Nightingale Karaoke Skill

Skill by ara.so — Daily 2026 Skills collection.

Nightingale is a self-contained, ML-powered karaoke application written in Rust (Bevy engine). It scans a local music folder, separates vocals from instrumentals (UVR Karaoke model or Demucs), transcribes lyrics with word-level timestamps (WhisperX), and plays back with synchronized highlighting, real-time pitch scoring, player profiles, and GPU shader / video backgrounds.

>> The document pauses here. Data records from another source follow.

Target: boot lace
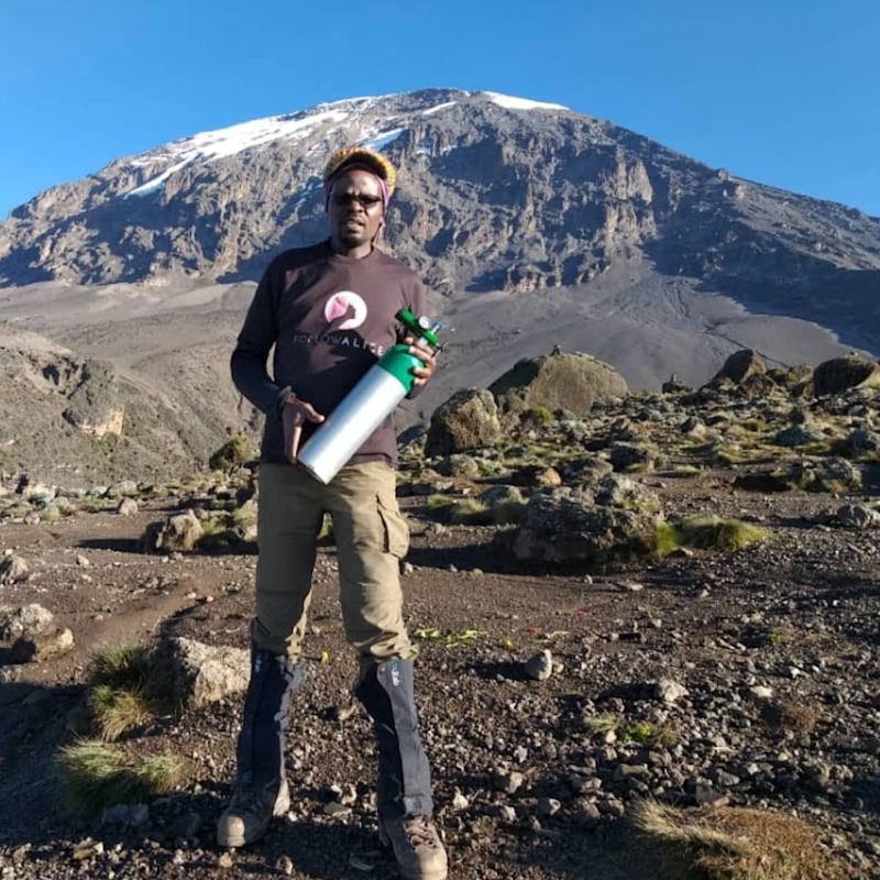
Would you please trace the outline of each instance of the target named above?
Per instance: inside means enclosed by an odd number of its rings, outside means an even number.
[[[260,817],[266,812],[264,790],[253,785],[244,785],[232,793],[230,809],[239,815]]]
[[[404,823],[404,832],[406,839],[414,849],[428,847],[429,849],[437,849],[439,846],[439,838],[433,822],[429,816],[413,816]]]

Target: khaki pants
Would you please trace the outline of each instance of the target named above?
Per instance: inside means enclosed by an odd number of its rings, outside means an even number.
[[[324,513],[333,520],[345,638],[361,674],[372,664],[414,657],[403,619],[399,560],[409,532],[384,462],[343,468],[324,486],[301,468],[260,466],[256,565],[257,648],[299,657],[311,600],[317,538]]]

Everything — ffmpeg, Python, PyTorch, ML models — is bootstrapped automatically on first launch.

Installation

Pre-built Binary (Recommended)

Download the latest release from the Releases page for your platform and run it.

macOS only — remove quarantine after extracting:

xattr -cr Nightingale.app

Build from Source

Prerequisites:

Rust 1.85+ (edition 2024)
Linux additionally needs: libasound2-dev libudev-dev libwayland-dev libxkbcommon-dev

git clone https://github.com/rzru/nightingale
cd nightingale

# Development build
cargo build --release

# Run directly
./target/release/nightingale

Release Packaging

# Linux / macOS
scripts/make-release.sh

# Windows (PowerShell)
powershell -ExecutionPolicy Bypass -File scripts/make-release.ps1

Outputs a .tar.gz (Linux/macOS) or .zip (Windows) ready for distribution.

First Launch / Bootstrap

On first run, Nightingale downloads and configures:

ffmpeg binary
uv (Python package manager)
Python 3.10 via uv
PyTorch + WhisperX + audio-separator in a virtual environment
UVR Karaoke ONNX model and WhisperX large-v3 model

This takes 2–10 minutes depending on network speed. A progress screen is shown in-app.

To force re-bootstrap at any time:

./nightingale --setup

Bootstrap completion is marked by ~/.nightingale/vendor/.ready.

CLI Flags

Flag	Description
`--setup`	Force re-run of the first-launch bootstrap (re-downloads vendor deps)

Keyboard & Gamepad Controls

Navigation

Action	Keyboard	Gamepad
Move	Arrow keys	D-pad / Left stick
Confirm	Enter	A (South)
Back	Escape	B (East) / Start
Switch panel	Tab	—
Search	Type to filter	—

Playback

Action	Keyboard	Gamepad
Pause / Resume	Space	Start
Exit to menu	Escape	B (East)
Toggle guide vocals	G	—
Guide volume up/down	+ / -	—
Cycle background	T	—
Cycle video flavor	F	—
Toggle microphone	M	—
Next microphone	N	—
Toggle fullscreen	F11	—

Configuration

Main Config

Located at ~/.nightingale/config.json. Edit directly or via in-app settings.

{
  "music_folder": "/home/user/Music",
  "separator": "uvr",
  "guide_vocal_volume": 0.3,
  "background_theme": "plasma",
  "video_flavor": "nature",
  "default_profile": "Alice"
}

separator options: "uvr" (default, preserves backing vocals) | "demucs"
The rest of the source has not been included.